Liver fibrosis is a substantial risk factor for liver cancer development. In this issue, we focus on molecular and cellular mechanisms of hepatic fibrogenesis and discuss therapeutic implications.
The ancient Greeks realized what a remarkable organ the liver is — they believed it to be the centre of the soul. As the myth of Prometheus shows, the liver has an extraordinary capacity for tissue regeneration. Our body’s factory of metabolism and detoxification — the liver — is resilient, and works tirelessly towards our well-being, regardless of how much ‘junk food’ or wine we consume. But, it can only bear so much burden and endure so much scarring.
At some point, the liver cannot heal an injury fast enough and must continue its life-saving function with scarred tissue — an asymptomatic condition called fibrosis. If left untreated, fibrosis can progress to cirrhosis, which is irreversible, and eventually to liver cancer. At this late stage, the patient’s survival depends on liver transplantation.

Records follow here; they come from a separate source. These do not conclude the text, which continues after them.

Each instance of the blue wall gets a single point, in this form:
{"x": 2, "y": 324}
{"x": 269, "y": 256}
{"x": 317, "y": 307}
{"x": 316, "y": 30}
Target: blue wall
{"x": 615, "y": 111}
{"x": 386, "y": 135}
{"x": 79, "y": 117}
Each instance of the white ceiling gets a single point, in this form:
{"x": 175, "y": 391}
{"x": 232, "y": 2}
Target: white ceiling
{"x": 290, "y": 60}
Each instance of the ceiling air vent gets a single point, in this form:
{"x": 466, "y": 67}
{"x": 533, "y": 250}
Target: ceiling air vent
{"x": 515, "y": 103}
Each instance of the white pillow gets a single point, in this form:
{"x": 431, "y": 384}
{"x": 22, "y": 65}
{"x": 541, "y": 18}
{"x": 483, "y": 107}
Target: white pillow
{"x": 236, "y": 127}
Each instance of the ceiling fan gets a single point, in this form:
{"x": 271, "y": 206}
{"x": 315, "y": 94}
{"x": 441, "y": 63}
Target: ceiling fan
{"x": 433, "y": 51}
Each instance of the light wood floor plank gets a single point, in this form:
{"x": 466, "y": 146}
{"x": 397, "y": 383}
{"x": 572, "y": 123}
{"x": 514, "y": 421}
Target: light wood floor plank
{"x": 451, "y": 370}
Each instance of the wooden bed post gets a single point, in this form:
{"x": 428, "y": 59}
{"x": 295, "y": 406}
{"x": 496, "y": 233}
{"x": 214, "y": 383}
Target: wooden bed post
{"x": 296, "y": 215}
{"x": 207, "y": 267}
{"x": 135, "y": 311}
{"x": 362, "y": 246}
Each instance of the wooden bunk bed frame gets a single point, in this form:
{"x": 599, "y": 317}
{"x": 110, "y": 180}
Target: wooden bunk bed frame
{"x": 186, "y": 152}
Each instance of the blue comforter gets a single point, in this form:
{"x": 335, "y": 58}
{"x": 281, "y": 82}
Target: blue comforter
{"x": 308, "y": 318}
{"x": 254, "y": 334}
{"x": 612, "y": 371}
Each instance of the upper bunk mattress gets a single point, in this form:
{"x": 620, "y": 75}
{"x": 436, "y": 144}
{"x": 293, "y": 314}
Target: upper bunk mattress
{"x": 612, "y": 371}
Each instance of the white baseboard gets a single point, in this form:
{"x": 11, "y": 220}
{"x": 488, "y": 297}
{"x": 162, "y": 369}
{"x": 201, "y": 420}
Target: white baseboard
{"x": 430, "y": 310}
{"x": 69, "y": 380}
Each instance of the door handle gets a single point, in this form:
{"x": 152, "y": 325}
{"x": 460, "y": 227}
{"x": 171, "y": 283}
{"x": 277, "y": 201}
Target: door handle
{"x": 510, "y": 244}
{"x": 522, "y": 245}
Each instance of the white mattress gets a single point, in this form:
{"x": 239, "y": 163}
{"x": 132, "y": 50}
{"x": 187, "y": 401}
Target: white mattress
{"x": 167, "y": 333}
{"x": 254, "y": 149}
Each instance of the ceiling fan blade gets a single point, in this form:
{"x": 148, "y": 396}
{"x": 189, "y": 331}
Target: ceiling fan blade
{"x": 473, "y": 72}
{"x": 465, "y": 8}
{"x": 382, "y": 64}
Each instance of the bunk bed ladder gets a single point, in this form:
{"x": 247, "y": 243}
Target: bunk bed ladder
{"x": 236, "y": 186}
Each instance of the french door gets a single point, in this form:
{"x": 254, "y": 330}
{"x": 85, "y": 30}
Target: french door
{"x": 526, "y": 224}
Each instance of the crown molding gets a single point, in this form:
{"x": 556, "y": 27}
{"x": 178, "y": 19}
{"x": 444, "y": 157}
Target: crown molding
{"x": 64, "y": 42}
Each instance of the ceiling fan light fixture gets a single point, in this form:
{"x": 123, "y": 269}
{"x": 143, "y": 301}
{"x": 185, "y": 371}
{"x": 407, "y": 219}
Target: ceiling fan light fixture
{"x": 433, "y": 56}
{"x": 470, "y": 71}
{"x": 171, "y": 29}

However, liver fibrosis is reversible; quality of life and mortality can be improved if it is treated early. As the incidence of liver cancer is increasing, it is time to concentrate our efforts on early diagnosis and individualized treatment. In this Focus Issue of Nature Reviews Gastroenterology & Hepatology, we look closely at liver fibrosis and delve into exciting advancements that are moving us towards improved diagnosis and treatment.
Chronic inflammation is a common denominator of chronic liver diseases, such as nonalcoholic fatty liver disease (NAFLD, or, as has been proposed, metabolic dysfunction-associated steatotic liver disease, MASLD1), and can lead to hepatic fibrosis. Persistent immune responses promote overproduction of the extracellular matrix (ECM), changing its composition and eventually altering the liver architecture. As developing effective antifibrotic treatments is challenging, targeting immune cells with a predominant role in fibrogenesis is appealing.

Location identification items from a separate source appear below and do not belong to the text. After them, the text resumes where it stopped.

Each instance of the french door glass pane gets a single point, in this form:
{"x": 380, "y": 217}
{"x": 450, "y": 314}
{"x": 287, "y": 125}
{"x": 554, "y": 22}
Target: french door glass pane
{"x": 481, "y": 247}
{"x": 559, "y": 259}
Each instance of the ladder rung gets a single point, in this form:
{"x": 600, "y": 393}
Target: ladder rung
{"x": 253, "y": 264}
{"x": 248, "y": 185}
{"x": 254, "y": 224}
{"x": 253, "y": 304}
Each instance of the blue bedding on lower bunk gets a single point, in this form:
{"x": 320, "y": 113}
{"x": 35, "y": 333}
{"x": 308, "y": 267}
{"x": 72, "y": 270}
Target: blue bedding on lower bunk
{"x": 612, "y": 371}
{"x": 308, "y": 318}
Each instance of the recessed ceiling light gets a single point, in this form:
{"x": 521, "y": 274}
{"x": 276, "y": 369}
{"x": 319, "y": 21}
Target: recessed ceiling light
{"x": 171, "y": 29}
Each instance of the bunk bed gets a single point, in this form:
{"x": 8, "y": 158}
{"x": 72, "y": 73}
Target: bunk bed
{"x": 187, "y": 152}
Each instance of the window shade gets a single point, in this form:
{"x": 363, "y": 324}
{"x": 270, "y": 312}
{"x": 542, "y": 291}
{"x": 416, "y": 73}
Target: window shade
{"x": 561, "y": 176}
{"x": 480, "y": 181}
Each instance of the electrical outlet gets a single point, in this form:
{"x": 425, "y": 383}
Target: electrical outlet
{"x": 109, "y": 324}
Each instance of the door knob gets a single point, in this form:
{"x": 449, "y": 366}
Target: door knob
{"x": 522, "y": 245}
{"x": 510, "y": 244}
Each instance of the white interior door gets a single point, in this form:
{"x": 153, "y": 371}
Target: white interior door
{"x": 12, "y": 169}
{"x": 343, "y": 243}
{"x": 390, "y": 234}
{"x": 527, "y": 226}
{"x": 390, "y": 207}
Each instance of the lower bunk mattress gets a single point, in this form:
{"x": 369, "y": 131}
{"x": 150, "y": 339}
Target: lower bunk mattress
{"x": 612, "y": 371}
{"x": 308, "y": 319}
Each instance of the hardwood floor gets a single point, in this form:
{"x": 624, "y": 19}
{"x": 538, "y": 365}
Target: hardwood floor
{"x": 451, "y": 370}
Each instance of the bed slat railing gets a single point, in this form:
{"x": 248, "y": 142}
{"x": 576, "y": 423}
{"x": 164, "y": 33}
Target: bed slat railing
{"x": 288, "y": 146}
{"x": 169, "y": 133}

Nonalcoholic steatohepatitis (NASH, or, as has been proposed, metabolic dysfunction-associated steatohepatitis, MASH1) is associated with hepatocyte injury and lobular inflammation and can progress to fibrosis, then to cirrhosis and eventually to hepatocellular carcinoma, the most common primary liver cancer. Researchers estimate that the global prevalence of NASH will increase by up to 63% by 2030. Despite the vigour of research in the field, preclinical studies have not yet led to an approved therapy to treat fibrosis and, therefore, to improved clinical outcomes. Thus, it is critical to understand why we need to treat NASH-related fibrosis and the limitations we currently face. Promising trials include the phase III MAESTRO-NASH trial, the preliminary results of which were presented during the European Association for the Study of the Liver (EASL) Congress 2023 in Vienna, Austria.

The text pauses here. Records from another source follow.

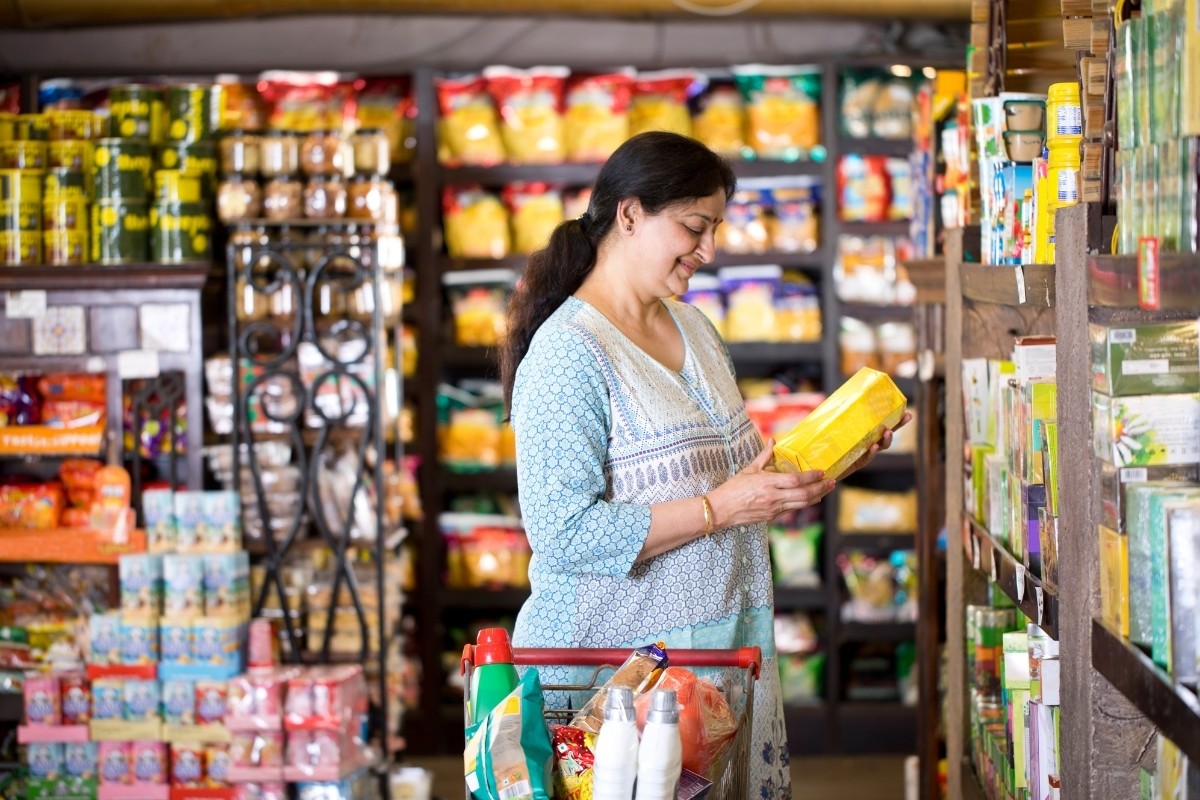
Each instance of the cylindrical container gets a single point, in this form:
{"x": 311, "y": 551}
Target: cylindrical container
{"x": 120, "y": 232}
{"x": 190, "y": 113}
{"x": 240, "y": 152}
{"x": 70, "y": 154}
{"x": 21, "y": 200}
{"x": 239, "y": 198}
{"x": 65, "y": 182}
{"x": 136, "y": 112}
{"x": 196, "y": 160}
{"x": 121, "y": 169}
{"x": 660, "y": 752}
{"x": 63, "y": 247}
{"x": 495, "y": 677}
{"x": 372, "y": 151}
{"x": 616, "y": 755}
{"x": 173, "y": 186}
{"x": 283, "y": 198}
{"x": 69, "y": 215}
{"x": 22, "y": 155}
{"x": 70, "y": 125}
{"x": 21, "y": 247}
{"x": 1065, "y": 114}
{"x": 180, "y": 233}
{"x": 33, "y": 127}
{"x": 280, "y": 154}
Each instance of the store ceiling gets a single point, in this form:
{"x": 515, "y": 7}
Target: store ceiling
{"x": 70, "y": 13}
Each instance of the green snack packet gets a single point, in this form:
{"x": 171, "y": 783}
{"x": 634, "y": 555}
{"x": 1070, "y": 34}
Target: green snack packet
{"x": 508, "y": 752}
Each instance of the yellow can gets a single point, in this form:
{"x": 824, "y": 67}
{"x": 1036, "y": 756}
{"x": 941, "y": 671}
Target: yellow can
{"x": 1065, "y": 114}
{"x": 22, "y": 155}
{"x": 21, "y": 247}
{"x": 63, "y": 247}
{"x": 65, "y": 215}
{"x": 73, "y": 154}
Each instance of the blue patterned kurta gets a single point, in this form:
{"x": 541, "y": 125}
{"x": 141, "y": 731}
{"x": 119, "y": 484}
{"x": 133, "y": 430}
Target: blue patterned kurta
{"x": 604, "y": 432}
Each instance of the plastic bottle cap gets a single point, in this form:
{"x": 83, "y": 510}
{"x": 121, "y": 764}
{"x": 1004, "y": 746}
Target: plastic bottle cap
{"x": 492, "y": 647}
{"x": 618, "y": 704}
{"x": 665, "y": 708}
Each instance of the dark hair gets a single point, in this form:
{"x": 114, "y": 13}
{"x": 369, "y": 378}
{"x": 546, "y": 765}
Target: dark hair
{"x": 659, "y": 169}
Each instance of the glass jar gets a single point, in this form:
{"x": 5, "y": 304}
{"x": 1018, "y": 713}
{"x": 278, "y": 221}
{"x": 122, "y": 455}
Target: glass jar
{"x": 323, "y": 152}
{"x": 280, "y": 154}
{"x": 324, "y": 198}
{"x": 239, "y": 198}
{"x": 283, "y": 198}
{"x": 241, "y": 152}
{"x": 372, "y": 152}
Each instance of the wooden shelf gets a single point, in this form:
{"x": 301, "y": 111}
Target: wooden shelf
{"x": 66, "y": 546}
{"x": 1030, "y": 286}
{"x": 876, "y": 632}
{"x": 1171, "y": 708}
{"x": 493, "y": 600}
{"x": 1009, "y": 575}
{"x": 808, "y": 599}
{"x": 1113, "y": 282}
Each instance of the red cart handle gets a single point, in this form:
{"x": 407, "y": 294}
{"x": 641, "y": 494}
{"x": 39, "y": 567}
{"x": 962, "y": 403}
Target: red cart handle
{"x": 741, "y": 657}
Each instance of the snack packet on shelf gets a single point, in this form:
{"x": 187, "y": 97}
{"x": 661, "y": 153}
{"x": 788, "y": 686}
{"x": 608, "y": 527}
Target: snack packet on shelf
{"x": 639, "y": 673}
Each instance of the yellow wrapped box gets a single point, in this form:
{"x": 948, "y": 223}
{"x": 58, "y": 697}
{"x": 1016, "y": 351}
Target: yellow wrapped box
{"x": 844, "y": 427}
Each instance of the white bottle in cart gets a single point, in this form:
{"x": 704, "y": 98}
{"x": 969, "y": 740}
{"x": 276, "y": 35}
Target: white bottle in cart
{"x": 660, "y": 755}
{"x": 616, "y": 756}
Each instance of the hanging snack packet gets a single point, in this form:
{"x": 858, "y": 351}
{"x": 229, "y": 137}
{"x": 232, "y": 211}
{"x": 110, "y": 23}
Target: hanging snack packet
{"x": 477, "y": 226}
{"x": 531, "y": 103}
{"x": 535, "y": 210}
{"x": 720, "y": 119}
{"x": 781, "y": 109}
{"x": 597, "y": 119}
{"x": 509, "y": 755}
{"x": 468, "y": 132}
{"x": 660, "y": 101}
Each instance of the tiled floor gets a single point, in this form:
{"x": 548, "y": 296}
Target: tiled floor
{"x": 861, "y": 777}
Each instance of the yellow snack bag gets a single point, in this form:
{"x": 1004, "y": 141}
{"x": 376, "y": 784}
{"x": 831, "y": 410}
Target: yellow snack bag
{"x": 844, "y": 427}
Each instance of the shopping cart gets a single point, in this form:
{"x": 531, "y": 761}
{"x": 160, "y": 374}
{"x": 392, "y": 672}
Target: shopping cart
{"x": 730, "y": 770}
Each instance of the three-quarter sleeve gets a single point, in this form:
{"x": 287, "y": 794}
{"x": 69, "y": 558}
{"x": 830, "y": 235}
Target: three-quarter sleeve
{"x": 562, "y": 419}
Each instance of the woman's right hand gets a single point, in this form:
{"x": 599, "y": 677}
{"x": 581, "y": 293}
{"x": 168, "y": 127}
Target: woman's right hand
{"x": 760, "y": 494}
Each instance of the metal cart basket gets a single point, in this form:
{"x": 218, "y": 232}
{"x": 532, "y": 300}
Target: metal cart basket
{"x": 730, "y": 771}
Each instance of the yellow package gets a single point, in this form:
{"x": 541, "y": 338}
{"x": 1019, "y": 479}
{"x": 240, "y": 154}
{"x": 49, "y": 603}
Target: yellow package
{"x": 844, "y": 427}
{"x": 529, "y": 102}
{"x": 468, "y": 131}
{"x": 660, "y": 102}
{"x": 865, "y": 511}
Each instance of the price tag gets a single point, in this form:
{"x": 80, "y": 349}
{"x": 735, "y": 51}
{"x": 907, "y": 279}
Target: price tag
{"x": 24, "y": 305}
{"x": 132, "y": 365}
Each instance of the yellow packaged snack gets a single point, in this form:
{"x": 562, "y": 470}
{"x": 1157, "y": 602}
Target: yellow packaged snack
{"x": 844, "y": 427}
{"x": 468, "y": 132}
{"x": 531, "y": 104}
{"x": 535, "y": 210}
{"x": 660, "y": 102}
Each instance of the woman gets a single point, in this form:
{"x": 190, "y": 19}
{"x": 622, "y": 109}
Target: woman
{"x": 643, "y": 485}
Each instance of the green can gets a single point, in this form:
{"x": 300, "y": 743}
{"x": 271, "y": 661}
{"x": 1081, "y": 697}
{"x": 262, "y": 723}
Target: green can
{"x": 120, "y": 232}
{"x": 21, "y": 200}
{"x": 190, "y": 113}
{"x": 180, "y": 233}
{"x": 136, "y": 112}
{"x": 64, "y": 182}
{"x": 121, "y": 169}
{"x": 193, "y": 160}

Liver fibrosis is a major risk factor for the development of hepatocellular carcinoma and intrahepatic cholangiocarcinoma. Hepatic stellate cells (HSCs) have a substantial role in liver physiology and fibrogenesis and are important players in ECM overproduction. HSCs are needed for liver homeostasis and regeneration, but, due to chronic liver injury, they can differentiate into myofibroblasts and cancer-associated fibroblasts (CAFs). The biology behind the contribution of CAFs to liver cancer is elusive owing to their plasticity, and is vital to decipher for the refinement of future targeted therapies.
Cellular stress is also involved in the multifaceted process of fibrogenesis. Several stress pathways are activated in cells (for example, in hepatocytes and HSCs), contributing to chronic injury and liver disease pathogenesis, such as in NAFLD and NASH. Emerging data highlight the potential of targeting cellular stress as a therapeutic avenue, but more studies are needed to show an effect on fibrosis regression.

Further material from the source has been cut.